[Histonet] Let's Play solve this problem....
Joe Nocito
jnocito <@t> pathreflab.com
Fri Sep 23 12:10:00 CDT 2005
Tim,
Can you list the processing reagents? Are you using formalin or xylene
substitutes? Is this a new problem or a chronic one? Have you changed
vendors recently for your processing reagents or stains?
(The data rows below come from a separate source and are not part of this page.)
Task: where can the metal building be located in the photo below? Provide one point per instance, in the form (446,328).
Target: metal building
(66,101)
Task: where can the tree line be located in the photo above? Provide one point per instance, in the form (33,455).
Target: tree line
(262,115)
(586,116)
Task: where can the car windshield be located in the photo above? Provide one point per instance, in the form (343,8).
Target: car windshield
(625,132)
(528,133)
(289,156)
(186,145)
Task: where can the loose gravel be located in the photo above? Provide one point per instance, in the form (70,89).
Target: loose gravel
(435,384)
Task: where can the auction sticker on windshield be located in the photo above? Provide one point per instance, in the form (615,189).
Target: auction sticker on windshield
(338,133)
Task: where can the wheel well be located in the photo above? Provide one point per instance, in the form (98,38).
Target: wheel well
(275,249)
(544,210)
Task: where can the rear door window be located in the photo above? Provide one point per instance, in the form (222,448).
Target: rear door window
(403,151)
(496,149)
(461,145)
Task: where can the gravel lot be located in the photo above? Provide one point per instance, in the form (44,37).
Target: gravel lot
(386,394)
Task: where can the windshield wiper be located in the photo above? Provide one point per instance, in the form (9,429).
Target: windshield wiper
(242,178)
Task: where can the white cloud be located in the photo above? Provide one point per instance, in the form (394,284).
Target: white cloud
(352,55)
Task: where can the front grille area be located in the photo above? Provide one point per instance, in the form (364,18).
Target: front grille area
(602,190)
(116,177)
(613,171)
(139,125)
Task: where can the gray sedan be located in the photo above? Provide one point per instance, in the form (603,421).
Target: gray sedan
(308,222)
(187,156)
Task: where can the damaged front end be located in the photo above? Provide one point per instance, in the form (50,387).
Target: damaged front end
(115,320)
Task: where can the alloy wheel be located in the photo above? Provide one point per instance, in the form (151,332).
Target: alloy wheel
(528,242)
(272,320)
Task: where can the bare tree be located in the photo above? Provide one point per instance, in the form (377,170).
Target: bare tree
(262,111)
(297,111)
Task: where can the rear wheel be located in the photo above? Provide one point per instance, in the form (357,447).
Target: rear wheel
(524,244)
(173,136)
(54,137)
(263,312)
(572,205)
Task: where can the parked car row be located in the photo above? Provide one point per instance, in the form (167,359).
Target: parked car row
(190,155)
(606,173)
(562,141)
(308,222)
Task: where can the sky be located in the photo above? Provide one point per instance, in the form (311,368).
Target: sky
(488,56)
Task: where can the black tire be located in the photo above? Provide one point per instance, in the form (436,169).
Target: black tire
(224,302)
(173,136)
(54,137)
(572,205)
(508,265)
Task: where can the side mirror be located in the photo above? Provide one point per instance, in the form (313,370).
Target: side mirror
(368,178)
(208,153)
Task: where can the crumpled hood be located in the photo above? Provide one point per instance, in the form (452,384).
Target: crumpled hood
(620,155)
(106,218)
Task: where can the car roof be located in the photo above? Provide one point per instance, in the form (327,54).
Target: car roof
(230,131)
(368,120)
How often are you
changing your processing and staining solutions? Have you changed your
processing times? Just wondering
Joe Nocito, BS, HT(ASCP) QIHC
Histology Manager
Pathology Reference Lab
San Antonio, TX
-----Original Message-----
From: histonet-bounces <@t> lists.utsouthwestern.edu
[mailto:histonet-bounces <@t> lists.utsouthwestern.edu] On Behalf Of Timothy
Macatee
Sent: Friday, September 23, 2005 9:49 AM
To: Histonetters
Subject: [Histonet] Let's Play solve this problem....
Histonetters Assemble!
I'm having a recurring problem with my H & E stained slides. The staining
is weak, especially away from the edges of the tissue. It looks almost like
there is still an opaque paraffin haze to the tissue. It could be a
processing problem because it occurs more towards the middle of the section.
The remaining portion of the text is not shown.